An excerpt from it would run thus: "27.This takes us to the last argument about the quantum of sentence. The Courts below have awarded 10 years of imprisonment and a fine of Rs.5000. In our opinion, considering the fact that the incident took place about 6 years back and the fact that the accused is behind the bars for last about 5 years, as also poverty on the part of the accused, we feel that the sentence already suffered would be sufficient. The sentence of fine is however, confirmed. Fine, if recovered shall be paid to the prosecutrix. She shall be intimated by sending notice to her. We, accordingly, modify the sentence. The appeal is disposed of with this modification. 27. A bare perusal of the said entire judgment of the Honourable Apex Court, including the excerpt cited supra, would reveal that much of a muchness could be seen between this case and the facts involved in the cited case, on certain aspects. In the cited case five years imprisonment was considered to be sufficient and accordingly, the Honourable Apex Court awarded the same.
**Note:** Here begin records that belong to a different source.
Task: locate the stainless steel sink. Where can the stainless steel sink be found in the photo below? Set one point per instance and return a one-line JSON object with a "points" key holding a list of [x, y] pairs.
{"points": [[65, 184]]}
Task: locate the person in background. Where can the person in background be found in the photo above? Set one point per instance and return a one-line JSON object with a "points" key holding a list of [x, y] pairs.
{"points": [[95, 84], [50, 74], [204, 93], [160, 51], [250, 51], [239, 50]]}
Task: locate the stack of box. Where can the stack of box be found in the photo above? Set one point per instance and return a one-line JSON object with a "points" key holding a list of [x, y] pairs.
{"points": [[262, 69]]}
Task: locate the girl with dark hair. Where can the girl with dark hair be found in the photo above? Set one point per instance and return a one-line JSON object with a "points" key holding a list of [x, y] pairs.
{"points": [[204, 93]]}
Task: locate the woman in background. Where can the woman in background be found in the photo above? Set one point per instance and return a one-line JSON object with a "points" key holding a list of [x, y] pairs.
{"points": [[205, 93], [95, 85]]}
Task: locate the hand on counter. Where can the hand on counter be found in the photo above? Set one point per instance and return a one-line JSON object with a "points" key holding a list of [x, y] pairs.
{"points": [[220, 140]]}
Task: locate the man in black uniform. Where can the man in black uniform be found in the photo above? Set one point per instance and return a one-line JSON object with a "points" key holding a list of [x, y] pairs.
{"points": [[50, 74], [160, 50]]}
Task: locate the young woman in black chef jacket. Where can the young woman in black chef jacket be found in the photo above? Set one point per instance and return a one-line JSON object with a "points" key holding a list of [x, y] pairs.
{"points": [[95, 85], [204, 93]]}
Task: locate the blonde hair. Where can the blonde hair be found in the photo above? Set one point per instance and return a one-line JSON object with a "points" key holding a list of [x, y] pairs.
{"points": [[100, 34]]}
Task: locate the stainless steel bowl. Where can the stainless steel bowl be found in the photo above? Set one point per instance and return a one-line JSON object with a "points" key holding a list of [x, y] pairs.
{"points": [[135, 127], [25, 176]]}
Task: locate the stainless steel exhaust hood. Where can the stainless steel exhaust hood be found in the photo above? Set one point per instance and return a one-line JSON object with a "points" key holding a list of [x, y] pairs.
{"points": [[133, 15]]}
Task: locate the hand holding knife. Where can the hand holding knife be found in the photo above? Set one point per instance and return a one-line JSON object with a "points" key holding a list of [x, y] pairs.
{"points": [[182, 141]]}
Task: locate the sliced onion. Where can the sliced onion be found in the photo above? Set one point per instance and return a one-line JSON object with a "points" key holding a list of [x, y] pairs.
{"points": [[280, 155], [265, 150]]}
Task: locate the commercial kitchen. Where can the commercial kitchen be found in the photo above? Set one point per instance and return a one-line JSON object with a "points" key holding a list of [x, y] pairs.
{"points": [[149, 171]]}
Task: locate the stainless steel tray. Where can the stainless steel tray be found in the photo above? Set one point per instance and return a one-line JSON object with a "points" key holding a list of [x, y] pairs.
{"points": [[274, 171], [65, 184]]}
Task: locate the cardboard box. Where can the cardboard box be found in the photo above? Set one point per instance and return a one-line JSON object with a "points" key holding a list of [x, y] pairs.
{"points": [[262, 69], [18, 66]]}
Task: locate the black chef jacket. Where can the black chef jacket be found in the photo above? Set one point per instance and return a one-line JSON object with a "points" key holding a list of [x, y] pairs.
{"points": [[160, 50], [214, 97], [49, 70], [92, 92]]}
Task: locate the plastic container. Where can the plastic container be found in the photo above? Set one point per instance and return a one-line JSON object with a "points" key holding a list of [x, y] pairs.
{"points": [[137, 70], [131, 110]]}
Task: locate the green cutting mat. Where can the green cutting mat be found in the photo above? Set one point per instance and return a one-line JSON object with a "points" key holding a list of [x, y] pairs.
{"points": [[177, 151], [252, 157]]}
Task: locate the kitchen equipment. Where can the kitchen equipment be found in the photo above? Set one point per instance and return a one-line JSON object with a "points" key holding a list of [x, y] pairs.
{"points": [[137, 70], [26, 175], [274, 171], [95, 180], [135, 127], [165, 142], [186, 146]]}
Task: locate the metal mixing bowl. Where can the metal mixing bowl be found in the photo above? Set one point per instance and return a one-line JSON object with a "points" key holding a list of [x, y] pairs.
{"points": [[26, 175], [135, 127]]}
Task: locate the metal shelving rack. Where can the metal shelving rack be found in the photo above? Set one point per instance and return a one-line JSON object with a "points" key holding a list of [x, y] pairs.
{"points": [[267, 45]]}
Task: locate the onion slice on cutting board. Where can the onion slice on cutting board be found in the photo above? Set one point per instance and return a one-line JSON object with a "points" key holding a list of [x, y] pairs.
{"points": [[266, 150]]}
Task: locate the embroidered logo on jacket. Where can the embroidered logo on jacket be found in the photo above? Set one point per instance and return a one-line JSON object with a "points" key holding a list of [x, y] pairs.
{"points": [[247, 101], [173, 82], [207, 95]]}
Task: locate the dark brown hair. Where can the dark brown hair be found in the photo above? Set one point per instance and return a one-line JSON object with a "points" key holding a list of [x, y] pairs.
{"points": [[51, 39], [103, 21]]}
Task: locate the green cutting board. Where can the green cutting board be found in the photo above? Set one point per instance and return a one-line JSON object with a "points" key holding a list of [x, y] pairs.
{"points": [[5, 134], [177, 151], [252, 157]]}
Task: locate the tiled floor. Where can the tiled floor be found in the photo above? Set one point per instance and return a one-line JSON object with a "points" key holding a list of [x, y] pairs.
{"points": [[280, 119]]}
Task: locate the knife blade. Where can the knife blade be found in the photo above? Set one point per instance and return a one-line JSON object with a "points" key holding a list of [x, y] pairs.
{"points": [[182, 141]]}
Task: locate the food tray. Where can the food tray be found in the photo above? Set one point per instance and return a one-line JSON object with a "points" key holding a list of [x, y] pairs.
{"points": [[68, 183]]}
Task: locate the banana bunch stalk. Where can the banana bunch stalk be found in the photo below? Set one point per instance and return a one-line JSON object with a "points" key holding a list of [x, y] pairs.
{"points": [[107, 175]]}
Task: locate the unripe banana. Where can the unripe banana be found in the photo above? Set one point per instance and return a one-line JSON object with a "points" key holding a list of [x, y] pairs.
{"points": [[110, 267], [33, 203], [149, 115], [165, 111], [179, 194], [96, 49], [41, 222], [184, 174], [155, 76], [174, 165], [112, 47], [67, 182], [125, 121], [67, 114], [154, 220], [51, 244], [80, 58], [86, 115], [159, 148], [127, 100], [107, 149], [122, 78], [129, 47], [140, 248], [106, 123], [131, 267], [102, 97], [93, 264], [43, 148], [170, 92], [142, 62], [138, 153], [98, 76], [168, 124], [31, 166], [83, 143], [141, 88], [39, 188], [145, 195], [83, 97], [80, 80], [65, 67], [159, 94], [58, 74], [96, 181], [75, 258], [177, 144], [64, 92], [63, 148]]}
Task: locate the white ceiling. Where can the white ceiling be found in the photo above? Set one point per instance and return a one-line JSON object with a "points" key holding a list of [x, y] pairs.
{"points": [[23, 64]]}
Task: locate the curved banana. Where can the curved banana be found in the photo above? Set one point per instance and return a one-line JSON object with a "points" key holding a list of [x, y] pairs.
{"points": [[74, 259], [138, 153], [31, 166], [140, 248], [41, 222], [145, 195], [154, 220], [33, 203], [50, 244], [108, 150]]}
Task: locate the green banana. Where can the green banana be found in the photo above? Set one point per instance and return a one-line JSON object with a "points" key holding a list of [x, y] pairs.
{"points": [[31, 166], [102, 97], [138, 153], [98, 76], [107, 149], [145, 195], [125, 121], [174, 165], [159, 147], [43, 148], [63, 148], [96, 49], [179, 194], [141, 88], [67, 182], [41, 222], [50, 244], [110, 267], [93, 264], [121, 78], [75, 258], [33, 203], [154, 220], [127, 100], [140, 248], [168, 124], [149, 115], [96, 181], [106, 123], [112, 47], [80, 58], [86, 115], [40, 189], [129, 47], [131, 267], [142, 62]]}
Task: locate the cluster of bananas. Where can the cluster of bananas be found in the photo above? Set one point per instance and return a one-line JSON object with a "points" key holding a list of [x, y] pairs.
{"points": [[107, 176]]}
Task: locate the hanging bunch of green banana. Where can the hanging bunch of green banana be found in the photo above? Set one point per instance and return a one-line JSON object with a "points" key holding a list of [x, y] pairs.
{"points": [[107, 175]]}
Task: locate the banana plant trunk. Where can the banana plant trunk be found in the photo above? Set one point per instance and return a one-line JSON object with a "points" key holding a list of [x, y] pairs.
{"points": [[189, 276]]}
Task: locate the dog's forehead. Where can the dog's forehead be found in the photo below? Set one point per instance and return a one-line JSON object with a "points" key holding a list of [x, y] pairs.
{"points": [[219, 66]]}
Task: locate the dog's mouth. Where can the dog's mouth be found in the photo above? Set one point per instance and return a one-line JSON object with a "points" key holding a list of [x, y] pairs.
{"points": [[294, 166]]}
In this case also, taking into consideration the fact that the accused, due to infatuation and young age committed the offence, I am of the opinion that the sentence of 5 years R.I. could be imposed. Accordingly, the sentence of 7 years R.I. imposed under Section 376 IPC is reduced to five years R.I. and the rest of the portion of the sentence imposed by the trial Court and as confirmed by the appellate Court is confirmed. It is quite axiomatic that the accused is entitled to set off as per Section 428 of Cr.P.C. 28. With the above modification, the criminal revision case is disposed of.